After lunch, I went to the old mission church which was not open for prayer. The doors were open to light a candle and to look into the church, but because of Covid, it was closed for mass and personal prayer. You could hear the friars chanting. I wish I could have sat in the church and listen to the chants. 

I was unable to take a photo so here is one from www.CaliforniaThroughMyLens.com

Adjacent to the old mission church was the San Luis Rey Cemetery. It is the oldest cemetery in north county San Diego. Again, I had a pamphlet to help guide me through the cemetery. The cemetery pilgrimage pamphlet had a map of all the statues and shrines, along with a prayer or meditation to go along. My favorite part of the cemetery were the wind chimes on the trees. A few times, I’d sit on the available benches under the trees and listen to the wind chimes and the near by fountains. It was nice to see a few more people enjoying the cemetery grounds. An elderly couple walked by and the man said, “Isn’t it a wonderful cemetery? It’s the most beautiful.”

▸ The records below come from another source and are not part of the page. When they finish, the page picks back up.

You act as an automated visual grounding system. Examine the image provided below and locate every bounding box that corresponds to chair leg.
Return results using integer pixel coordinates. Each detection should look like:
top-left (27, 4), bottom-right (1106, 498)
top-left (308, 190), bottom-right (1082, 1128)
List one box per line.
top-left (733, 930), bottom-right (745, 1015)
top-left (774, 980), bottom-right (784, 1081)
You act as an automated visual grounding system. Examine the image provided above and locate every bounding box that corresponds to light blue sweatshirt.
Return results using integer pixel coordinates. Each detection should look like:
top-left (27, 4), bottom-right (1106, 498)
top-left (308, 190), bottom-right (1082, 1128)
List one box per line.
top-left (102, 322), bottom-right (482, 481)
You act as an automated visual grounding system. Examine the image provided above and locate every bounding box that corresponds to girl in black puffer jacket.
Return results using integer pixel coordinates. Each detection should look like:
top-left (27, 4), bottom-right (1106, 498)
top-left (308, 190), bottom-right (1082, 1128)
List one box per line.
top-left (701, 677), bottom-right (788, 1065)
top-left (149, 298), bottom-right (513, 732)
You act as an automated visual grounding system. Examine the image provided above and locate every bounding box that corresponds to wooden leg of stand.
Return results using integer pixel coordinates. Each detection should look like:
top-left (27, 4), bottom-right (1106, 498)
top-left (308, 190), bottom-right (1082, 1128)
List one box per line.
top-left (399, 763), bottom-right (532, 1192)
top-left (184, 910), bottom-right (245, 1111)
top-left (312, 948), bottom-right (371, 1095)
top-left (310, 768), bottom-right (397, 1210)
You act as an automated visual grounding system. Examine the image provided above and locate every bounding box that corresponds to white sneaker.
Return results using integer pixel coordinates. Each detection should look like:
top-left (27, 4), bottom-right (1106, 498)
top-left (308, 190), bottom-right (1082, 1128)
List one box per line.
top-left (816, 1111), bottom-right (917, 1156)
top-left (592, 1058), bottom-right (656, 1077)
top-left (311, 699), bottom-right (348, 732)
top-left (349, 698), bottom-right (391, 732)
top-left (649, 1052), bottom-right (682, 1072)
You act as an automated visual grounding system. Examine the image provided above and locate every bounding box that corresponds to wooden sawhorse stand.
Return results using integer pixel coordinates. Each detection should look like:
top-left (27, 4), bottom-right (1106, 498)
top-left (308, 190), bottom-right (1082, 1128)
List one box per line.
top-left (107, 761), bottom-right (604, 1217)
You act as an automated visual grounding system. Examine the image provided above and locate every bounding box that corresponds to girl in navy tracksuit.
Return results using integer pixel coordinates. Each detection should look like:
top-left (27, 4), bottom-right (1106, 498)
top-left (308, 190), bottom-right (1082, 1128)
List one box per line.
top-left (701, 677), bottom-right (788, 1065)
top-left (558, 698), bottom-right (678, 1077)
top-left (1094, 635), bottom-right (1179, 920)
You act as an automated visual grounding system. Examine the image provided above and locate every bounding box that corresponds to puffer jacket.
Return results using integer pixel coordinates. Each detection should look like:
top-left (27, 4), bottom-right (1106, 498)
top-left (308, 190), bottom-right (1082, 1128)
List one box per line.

At this point it was past 2pm. I was ready for a nap. I went back to my room for a nap for about an hour. My nap was comfortable, the ceiling fan kept the room cool. The quiet in the room was a bit too quiet, I thought to play some music on my phone, but then I remembered, it was a “quiet retreat”. My nap was nice and recharging. 

To end my day, I headed back to the St. Claire’s Chapel, to pray and meditate. This time no sounds of lawnmowers but lots of birds chirping. 

As a retreat attendee, I had free entry into the mission museum. Because I’ve been there before, I decided to visit if I ran out of things to do. I ended up not having the time to visit the museum. 

By 3:30pm, I was back in my room, gathering my things. Plastic bags were provided to place my linens and towels before I left my room. I dropped my keys off at the front office and waived at the staff inside one of the offices at retreat center entrance. 

I was a bit worried the time would drag while I was at the retreat center, which was not the case. The time went by faster than I thought. I’ve been telling myself I would’ve liked to see a few more retreaters, not that I wanted to interact with anyone, I really wanted to practice “quiet”. But I would’ve like to share the space with a few more people. Yet, it was nice to be alone. I’m hardly alone like I was at the retreat center, for that amount of time. It was a bit uncomfortable being so alone and quiet, only because I’m not used to it. 

Photo from San Diego Union Tribune

I would recommend the Mission San Luis Rey Retreat Center to anyone who wants quiet. They allow you to be on your devices if need be, you just have to be quiet. If you need a quiet place to work, this is a perfect place. I didn’t realize how much “noise” I had in my daily life: TV, cellphone, sharing a home with 3 others, video work meetings, work phone calls, and device notifications all day. At the retreat center, there was none of that. It was a good day.